Years into the future, we will look back upon the “oughts,” searching for those few bands that we all seemed to forget about, but that completely deserved our love and affection. Already I can see The Dears being one of those bands; so adored by fans, yet never given the chance to completely blossom before us. Their latest release, Missiles, again has them chasing down labels, losing members and still coming out on top of the world. They settled with Dangerbird Records in order to release the album in these United States.
Much has been made of singer, Murray Lightburn’s, tendency to come off as a black Morrissey, but throughout this album you get a peak at a more mature Murray, one that is comfortable in his own skin, singing as carefully as his music requires. Opening track, “Disclaimer” features one of the most laid-back Lightburn vocal performances to date, which is still ridiculously wonderful in its own right.
One of the more apparent attributes of this album, and possibly the one fault, is that this album doesn’t sound quite as complete as The Dears albums from the past. There are some empty spaces throughout the record, which is most likely due to the loss of every member in the band other than Natalia and Murray. Although their traditional soundscapes are not nearly as dense as they once were, it makes way for a lot more intimate moments for the listeners, not to mention the full emergence of Natalia’s vocals. But, most will find that the grandiose soundscapes of typical construction are strikingly absent here.
As usual, there is evidence of a certain sense of melancholy and ruination, as evidenced by songs like “Demons,” but the unique organization of the lyrical content in the songs carefully allows for the continual movement of the songs’ statements. After all the trials and tribulations of the band, and couple, heading this album, it’s difficult not to empathize with everything they’ve gone through, even in song.

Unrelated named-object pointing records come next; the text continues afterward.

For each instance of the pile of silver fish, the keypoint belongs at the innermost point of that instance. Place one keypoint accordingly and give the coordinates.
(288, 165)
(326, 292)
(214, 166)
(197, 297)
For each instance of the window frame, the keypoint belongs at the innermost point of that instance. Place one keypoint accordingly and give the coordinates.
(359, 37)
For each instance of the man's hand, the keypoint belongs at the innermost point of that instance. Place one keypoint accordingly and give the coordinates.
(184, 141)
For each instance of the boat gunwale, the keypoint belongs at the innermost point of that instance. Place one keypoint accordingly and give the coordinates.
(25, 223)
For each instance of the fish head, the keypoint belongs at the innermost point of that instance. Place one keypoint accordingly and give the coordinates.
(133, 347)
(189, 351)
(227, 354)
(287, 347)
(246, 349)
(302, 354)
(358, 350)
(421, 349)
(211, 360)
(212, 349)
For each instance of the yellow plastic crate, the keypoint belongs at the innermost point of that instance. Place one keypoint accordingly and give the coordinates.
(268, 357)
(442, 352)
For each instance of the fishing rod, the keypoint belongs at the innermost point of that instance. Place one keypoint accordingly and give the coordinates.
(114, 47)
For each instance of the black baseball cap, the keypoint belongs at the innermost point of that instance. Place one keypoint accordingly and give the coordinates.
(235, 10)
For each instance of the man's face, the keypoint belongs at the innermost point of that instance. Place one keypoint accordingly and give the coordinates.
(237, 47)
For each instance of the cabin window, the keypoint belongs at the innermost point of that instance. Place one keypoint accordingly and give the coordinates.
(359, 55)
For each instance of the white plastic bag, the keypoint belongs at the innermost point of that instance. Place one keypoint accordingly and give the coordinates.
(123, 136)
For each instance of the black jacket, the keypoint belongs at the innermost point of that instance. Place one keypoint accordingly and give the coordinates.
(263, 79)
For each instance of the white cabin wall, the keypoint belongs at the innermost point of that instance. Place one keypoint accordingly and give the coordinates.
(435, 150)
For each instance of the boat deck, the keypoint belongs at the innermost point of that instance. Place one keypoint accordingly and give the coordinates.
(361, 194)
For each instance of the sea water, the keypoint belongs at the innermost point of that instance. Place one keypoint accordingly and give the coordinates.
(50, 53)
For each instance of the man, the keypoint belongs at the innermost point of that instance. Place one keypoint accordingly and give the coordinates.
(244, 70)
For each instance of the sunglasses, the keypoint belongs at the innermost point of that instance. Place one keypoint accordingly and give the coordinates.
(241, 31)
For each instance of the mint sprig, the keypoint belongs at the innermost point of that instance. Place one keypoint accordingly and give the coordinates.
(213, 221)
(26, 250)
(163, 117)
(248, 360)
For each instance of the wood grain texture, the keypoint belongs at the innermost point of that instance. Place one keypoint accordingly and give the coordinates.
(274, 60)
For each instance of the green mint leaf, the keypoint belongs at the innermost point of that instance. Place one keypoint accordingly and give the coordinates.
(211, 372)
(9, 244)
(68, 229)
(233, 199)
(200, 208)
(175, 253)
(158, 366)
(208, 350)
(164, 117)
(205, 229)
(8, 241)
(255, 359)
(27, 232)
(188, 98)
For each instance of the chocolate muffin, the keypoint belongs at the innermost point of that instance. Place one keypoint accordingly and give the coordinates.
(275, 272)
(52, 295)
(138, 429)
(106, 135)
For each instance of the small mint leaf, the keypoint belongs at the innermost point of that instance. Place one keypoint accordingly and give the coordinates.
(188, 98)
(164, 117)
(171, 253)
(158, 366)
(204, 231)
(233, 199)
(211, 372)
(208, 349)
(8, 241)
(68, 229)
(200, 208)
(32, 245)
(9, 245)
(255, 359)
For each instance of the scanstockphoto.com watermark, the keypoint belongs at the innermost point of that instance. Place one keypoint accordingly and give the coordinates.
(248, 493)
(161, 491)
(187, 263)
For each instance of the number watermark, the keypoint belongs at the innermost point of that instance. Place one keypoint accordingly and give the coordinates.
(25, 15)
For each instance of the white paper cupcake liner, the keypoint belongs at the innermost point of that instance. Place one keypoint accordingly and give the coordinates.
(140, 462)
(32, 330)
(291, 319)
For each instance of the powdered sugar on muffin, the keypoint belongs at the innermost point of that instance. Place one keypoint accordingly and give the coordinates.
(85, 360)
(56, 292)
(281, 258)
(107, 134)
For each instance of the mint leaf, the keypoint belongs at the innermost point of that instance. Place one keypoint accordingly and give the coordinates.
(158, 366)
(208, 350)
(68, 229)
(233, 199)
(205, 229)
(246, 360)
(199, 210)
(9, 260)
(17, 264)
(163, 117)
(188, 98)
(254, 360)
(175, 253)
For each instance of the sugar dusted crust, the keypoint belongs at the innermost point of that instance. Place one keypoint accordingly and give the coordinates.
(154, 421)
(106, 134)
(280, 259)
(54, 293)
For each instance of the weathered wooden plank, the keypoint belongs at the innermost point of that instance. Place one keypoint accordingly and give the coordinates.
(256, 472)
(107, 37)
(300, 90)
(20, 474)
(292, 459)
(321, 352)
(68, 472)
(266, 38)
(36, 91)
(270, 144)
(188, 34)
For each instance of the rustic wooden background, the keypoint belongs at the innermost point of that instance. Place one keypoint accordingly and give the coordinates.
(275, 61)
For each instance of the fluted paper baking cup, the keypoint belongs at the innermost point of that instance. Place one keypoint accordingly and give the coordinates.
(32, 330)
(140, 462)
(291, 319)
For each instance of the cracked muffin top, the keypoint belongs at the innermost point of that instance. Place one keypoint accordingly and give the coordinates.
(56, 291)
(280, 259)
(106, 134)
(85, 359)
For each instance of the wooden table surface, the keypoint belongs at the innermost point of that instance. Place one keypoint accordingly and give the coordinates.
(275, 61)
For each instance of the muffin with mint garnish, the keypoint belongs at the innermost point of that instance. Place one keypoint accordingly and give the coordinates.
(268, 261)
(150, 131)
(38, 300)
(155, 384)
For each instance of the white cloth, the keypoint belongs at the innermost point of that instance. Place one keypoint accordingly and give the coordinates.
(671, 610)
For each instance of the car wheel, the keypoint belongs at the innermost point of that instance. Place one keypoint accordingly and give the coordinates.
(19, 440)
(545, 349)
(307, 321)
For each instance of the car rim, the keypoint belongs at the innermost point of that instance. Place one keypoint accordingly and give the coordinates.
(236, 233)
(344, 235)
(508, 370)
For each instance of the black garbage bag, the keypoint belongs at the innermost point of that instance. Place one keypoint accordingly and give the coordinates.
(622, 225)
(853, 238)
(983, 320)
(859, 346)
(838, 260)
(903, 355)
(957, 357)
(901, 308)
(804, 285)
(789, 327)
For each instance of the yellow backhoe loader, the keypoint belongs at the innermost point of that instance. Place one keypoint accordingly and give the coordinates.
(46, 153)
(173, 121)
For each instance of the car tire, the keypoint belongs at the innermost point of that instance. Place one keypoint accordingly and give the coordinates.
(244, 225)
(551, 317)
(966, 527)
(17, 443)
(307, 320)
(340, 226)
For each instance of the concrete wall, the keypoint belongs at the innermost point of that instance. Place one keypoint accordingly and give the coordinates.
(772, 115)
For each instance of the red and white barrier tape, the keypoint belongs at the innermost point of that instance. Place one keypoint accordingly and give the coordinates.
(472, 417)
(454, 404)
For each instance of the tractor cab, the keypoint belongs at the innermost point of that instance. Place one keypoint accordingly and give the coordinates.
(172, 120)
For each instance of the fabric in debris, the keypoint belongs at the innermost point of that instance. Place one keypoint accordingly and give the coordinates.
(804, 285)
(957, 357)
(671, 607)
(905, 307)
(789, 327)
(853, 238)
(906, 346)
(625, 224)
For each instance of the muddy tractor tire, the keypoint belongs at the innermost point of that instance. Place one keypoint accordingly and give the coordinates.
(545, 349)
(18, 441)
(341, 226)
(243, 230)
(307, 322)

Admirably, they solider on into that good night. Creating wondrous songs full of lush guitars, ebbs and flows, and subtle defiance. Many of the songs go beyond the 5 minute mark, which really means you have more of The Dears to listen to night after night. The build up towards the final launch in “Missiles” is just an example of the mastery this group has over their songs, perfecting nearly every one.
In the end, we might all skip over this one, or this band for that matter. We may see their absence of credibility with various labels, or the decrease in interest building up to this new album; but, always present will be the incredible songs the group has written, and continues to write, in the face of more adversity than most of us will ever care to endure.